In den Tagen nachdem das erste Video seines epileptischen Anfalls auf YouTube aufgetaucht war und er zum Stadtgespräch avancierte, hatte er sich oft hier verkrochen.
Er trat aus dem Dickicht hervor. Vor ihm lag eine kleine versteckte Bucht, eingesäumt von Felswänden, die rechts und links in die Höhe wuchsen. Sie verbargen den winzigen Strand in Richtung Meer vor neugierigen Augen. Bisher schien noch kein anderer den Platz entdeckt zu haben – zumindest war er nie auf jemanden getroffen.

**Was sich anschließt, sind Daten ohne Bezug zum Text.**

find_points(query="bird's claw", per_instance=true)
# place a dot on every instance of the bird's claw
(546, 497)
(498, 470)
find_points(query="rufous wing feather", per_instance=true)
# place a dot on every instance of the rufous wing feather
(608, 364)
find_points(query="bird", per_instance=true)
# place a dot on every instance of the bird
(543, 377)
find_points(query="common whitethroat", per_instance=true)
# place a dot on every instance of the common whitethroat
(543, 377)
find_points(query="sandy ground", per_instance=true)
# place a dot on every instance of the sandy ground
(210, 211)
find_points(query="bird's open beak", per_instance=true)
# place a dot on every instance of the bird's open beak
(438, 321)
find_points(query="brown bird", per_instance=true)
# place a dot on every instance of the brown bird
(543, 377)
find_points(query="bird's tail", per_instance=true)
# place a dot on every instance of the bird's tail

Er schlüpfe aus seinen Sneakers, knüllte die Socken zusammen und zog die Jeans hoch übers Knie. Er genoss das Gefühl des Sandes unter seinen Fußsohlen, das Rauschen der Wellen, den Geruch nach Meer. Weiter vorne führte ein alter, verfallener Steg aufs Wasser hinaus. Die Bohlen waren morsch, hielten ihn aber locker aus.
An der letzten Bohle war ein Ring angeschlagen, in dem jemand ein Tau befestigt hatte. Das zugehörige Boot war allerdings schon lange verschwunden.

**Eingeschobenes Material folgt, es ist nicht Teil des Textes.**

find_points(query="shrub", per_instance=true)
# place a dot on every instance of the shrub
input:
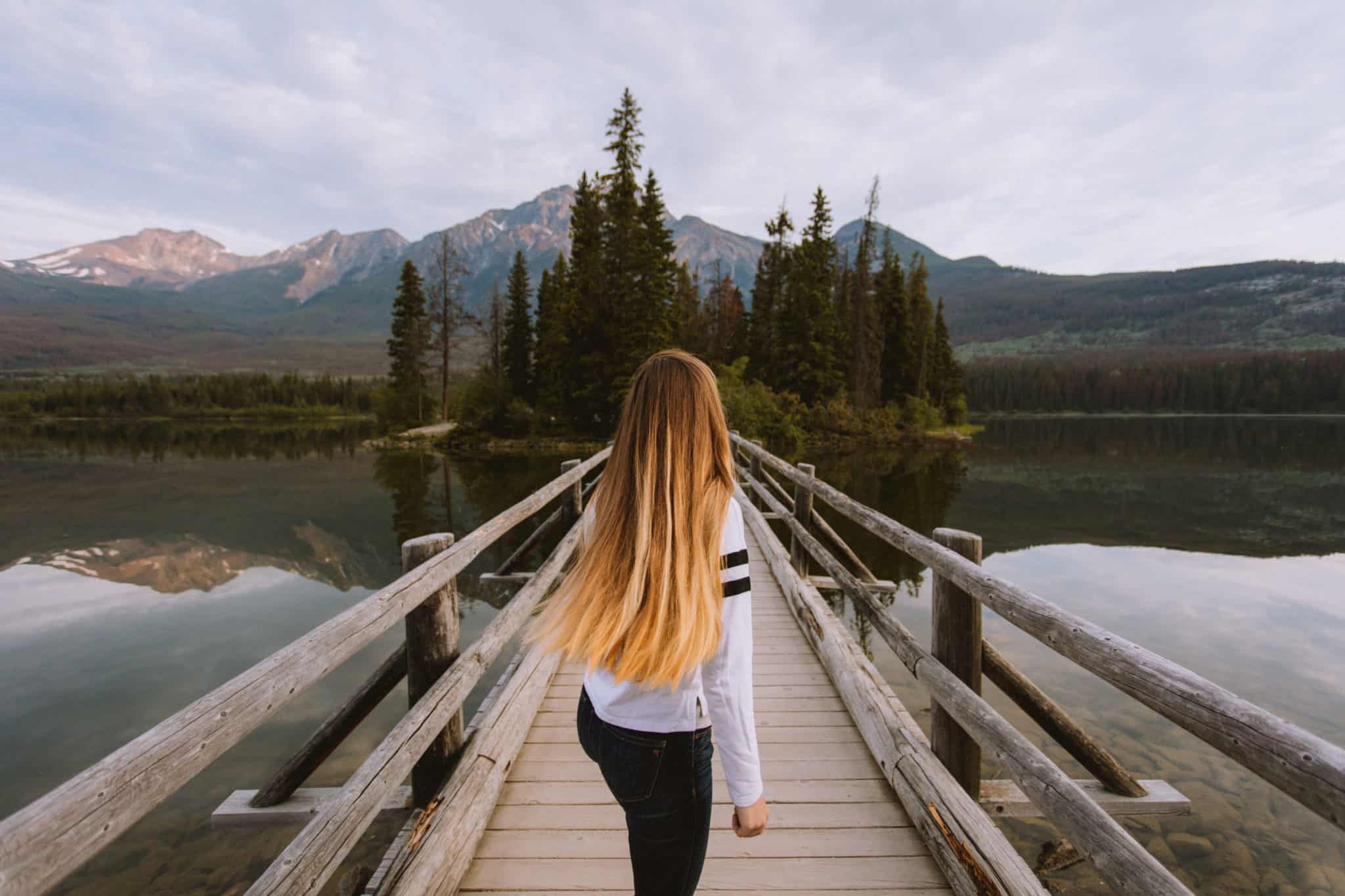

Mason überlegte gerade, ob er lieber schwimmen oder einfach die Füße ins Wasser hängen sollte, als ein Geräusch hinter ihm erklang.
Er fuhr herum.
Vor ihm stand ein Mädchen in seinem Alter.
»Was machst du hier?«, fuhr er sie an.
*
Irgendwie schaut er traurig aus.
Sie hatte es gar nicht darauf angelegt, leise zu sein. Doch Mason Collister war so in Gedanken vertieft, dass er sie nicht bemerkte. Er stand am Rand des Steges und schaute aufs Meer.
Schnell schoss sie ein paar Bilder. So natürlich wirkend, bekam sie in nächster Zeit niemanden mehr vor die Linse.